However, she said the fact streamers such as Netflix and Prime Video were now actively searching for African stories provided an opportunity and hope for the future. You can read our exclusive in-depth feature on African streaming here.
Abudu said some execs would often have “a ready list of responses” why they would not commission shows from diverse content creators. “The real challenge is maybe that commissioners are risk averse,” she added. “They would rather tell something similar to what they’ve always been used to telling.”
The widely respected exec added biggest challenge for African content creators “is getting through to the gatekeepers and commissioners, because ultimately they are the ones who decide what ends up on our TV screens.
“They’ve decided people like me shouldn’t be represented on television and their stories should not be told.. [and] wome of them are just note ready to listen. They just need to have an open mind and be ready to listen the fact there are stories that exist outside of Europe and America.”

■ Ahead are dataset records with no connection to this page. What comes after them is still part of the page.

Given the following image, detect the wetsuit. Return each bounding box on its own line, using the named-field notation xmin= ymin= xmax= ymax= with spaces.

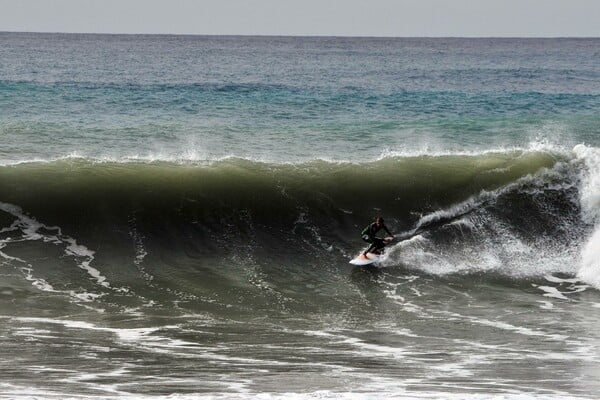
xmin=361 ymin=222 xmax=392 ymax=255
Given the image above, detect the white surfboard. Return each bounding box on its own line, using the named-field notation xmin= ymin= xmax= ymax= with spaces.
xmin=349 ymin=252 xmax=382 ymax=266
xmin=349 ymin=236 xmax=394 ymax=266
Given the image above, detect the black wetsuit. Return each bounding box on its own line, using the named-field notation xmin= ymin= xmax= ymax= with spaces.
xmin=361 ymin=222 xmax=392 ymax=254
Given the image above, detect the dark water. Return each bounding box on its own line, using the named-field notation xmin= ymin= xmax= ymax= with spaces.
xmin=1 ymin=33 xmax=600 ymax=399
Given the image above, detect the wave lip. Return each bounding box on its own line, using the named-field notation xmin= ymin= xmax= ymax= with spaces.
xmin=0 ymin=140 xmax=573 ymax=167
xmin=0 ymin=149 xmax=565 ymax=224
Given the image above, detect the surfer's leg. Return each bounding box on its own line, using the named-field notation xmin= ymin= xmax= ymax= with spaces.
xmin=364 ymin=243 xmax=376 ymax=255
xmin=362 ymin=235 xmax=375 ymax=255
xmin=373 ymin=238 xmax=385 ymax=254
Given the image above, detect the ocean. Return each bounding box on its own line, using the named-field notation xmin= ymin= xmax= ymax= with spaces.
xmin=1 ymin=32 xmax=600 ymax=399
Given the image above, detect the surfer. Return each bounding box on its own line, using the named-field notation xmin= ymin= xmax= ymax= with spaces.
xmin=361 ymin=217 xmax=393 ymax=256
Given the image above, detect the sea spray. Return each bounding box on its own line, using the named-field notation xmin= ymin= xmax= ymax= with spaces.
xmin=574 ymin=144 xmax=600 ymax=288
xmin=580 ymin=229 xmax=600 ymax=288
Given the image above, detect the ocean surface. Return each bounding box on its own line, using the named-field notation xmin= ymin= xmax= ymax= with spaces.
xmin=1 ymin=32 xmax=600 ymax=399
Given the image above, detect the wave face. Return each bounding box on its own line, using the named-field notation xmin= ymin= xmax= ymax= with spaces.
xmin=1 ymin=148 xmax=595 ymax=304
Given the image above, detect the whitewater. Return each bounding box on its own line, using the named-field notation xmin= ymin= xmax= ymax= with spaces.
xmin=1 ymin=33 xmax=600 ymax=399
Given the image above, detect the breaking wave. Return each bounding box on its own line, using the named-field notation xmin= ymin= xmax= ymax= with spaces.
xmin=0 ymin=145 xmax=598 ymax=307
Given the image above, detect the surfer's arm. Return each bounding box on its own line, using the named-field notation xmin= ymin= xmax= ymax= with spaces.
xmin=383 ymin=224 xmax=393 ymax=236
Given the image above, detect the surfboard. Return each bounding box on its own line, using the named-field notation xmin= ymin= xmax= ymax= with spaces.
xmin=349 ymin=252 xmax=382 ymax=266
xmin=350 ymin=236 xmax=394 ymax=266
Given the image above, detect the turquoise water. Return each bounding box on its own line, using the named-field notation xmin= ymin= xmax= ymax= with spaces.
xmin=1 ymin=33 xmax=600 ymax=399
xmin=1 ymin=34 xmax=599 ymax=162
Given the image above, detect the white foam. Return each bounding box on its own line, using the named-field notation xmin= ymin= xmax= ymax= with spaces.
xmin=578 ymin=228 xmax=600 ymax=288
xmin=127 ymin=215 xmax=162 ymax=306
xmin=0 ymin=245 xmax=56 ymax=292
xmin=0 ymin=388 xmax=582 ymax=400
xmin=413 ymin=195 xmax=487 ymax=232
xmin=436 ymin=310 xmax=569 ymax=341
xmin=544 ymin=274 xmax=579 ymax=284
xmin=1 ymin=232 xmax=77 ymax=298
xmin=376 ymin=139 xmax=570 ymax=162
xmin=0 ymin=201 xmax=116 ymax=298
xmin=573 ymin=145 xmax=600 ymax=289
xmin=379 ymin=152 xmax=593 ymax=279
xmin=536 ymin=286 xmax=569 ymax=300
xmin=14 ymin=316 xmax=175 ymax=343
xmin=63 ymin=238 xmax=111 ymax=288
xmin=538 ymin=300 xmax=555 ymax=310
xmin=573 ymin=144 xmax=600 ymax=222
xmin=0 ymin=139 xmax=573 ymax=167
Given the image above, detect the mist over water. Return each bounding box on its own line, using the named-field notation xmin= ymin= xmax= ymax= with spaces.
xmin=1 ymin=33 xmax=600 ymax=399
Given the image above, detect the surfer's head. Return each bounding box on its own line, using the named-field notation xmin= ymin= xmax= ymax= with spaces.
xmin=376 ymin=217 xmax=384 ymax=226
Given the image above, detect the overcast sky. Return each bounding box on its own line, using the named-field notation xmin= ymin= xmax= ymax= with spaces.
xmin=1 ymin=0 xmax=599 ymax=37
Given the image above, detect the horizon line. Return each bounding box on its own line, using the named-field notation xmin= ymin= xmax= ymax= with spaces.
xmin=2 ymin=30 xmax=599 ymax=40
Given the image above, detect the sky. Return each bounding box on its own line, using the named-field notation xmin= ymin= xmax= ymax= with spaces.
xmin=0 ymin=0 xmax=599 ymax=37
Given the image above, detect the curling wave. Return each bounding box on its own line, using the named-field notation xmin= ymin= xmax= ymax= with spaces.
xmin=0 ymin=146 xmax=598 ymax=303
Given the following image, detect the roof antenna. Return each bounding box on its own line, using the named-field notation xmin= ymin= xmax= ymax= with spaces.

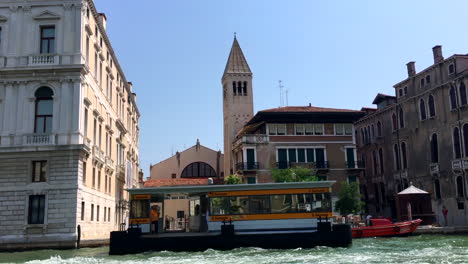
xmin=285 ymin=86 xmax=289 ymax=106
xmin=279 ymin=80 xmax=283 ymax=107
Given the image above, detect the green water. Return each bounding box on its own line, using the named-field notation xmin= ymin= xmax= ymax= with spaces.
xmin=1 ymin=235 xmax=467 ymax=264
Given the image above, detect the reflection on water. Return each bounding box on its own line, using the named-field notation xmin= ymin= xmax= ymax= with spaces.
xmin=1 ymin=235 xmax=467 ymax=264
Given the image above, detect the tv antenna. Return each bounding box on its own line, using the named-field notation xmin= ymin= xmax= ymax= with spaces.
xmin=279 ymin=80 xmax=284 ymax=107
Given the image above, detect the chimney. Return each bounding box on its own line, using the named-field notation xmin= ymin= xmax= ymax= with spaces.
xmin=127 ymin=82 xmax=133 ymax=91
xmin=406 ymin=61 xmax=416 ymax=77
xmin=432 ymin=45 xmax=443 ymax=64
xmin=98 ymin=13 xmax=107 ymax=30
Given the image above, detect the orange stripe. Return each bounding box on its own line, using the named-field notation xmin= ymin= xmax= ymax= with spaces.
xmin=132 ymin=194 xmax=151 ymax=200
xmin=210 ymin=212 xmax=332 ymax=221
xmin=130 ymin=218 xmax=151 ymax=224
xmin=208 ymin=188 xmax=330 ymax=197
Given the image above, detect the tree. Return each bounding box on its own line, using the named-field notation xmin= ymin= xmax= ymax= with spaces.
xmin=271 ymin=167 xmax=318 ymax=182
xmin=225 ymin=174 xmax=242 ymax=184
xmin=334 ymin=182 xmax=363 ymax=215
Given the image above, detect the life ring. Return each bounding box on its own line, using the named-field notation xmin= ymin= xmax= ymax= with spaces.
xmin=356 ymin=229 xmax=363 ymax=237
xmin=393 ymin=226 xmax=401 ymax=233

Abudu said she was not making a “charity case” but flagged it was virtually impossible for a show with a $1M per ep budget to compete with one at the $10M pricepoint. She noted that breakout shows such as Squid Game have proven hits can come from anywhere and added: “I’m not saying, ‘Give me the Stranger Things budget, but I am saying we are going to need bigger budgets to compete globally.”
“This is not a charity case, it’s a business case,” she said. “There are 1.4 billion people living in Africa right now. By the year 2050, one in four people is going to be an African. The median age on the continent is 19 and they need to see content that speaks to them. There is a market there.
“There’s a lot of comfort in just dealing with the status quo, because traditionally that’s what [commissioners have] always done.”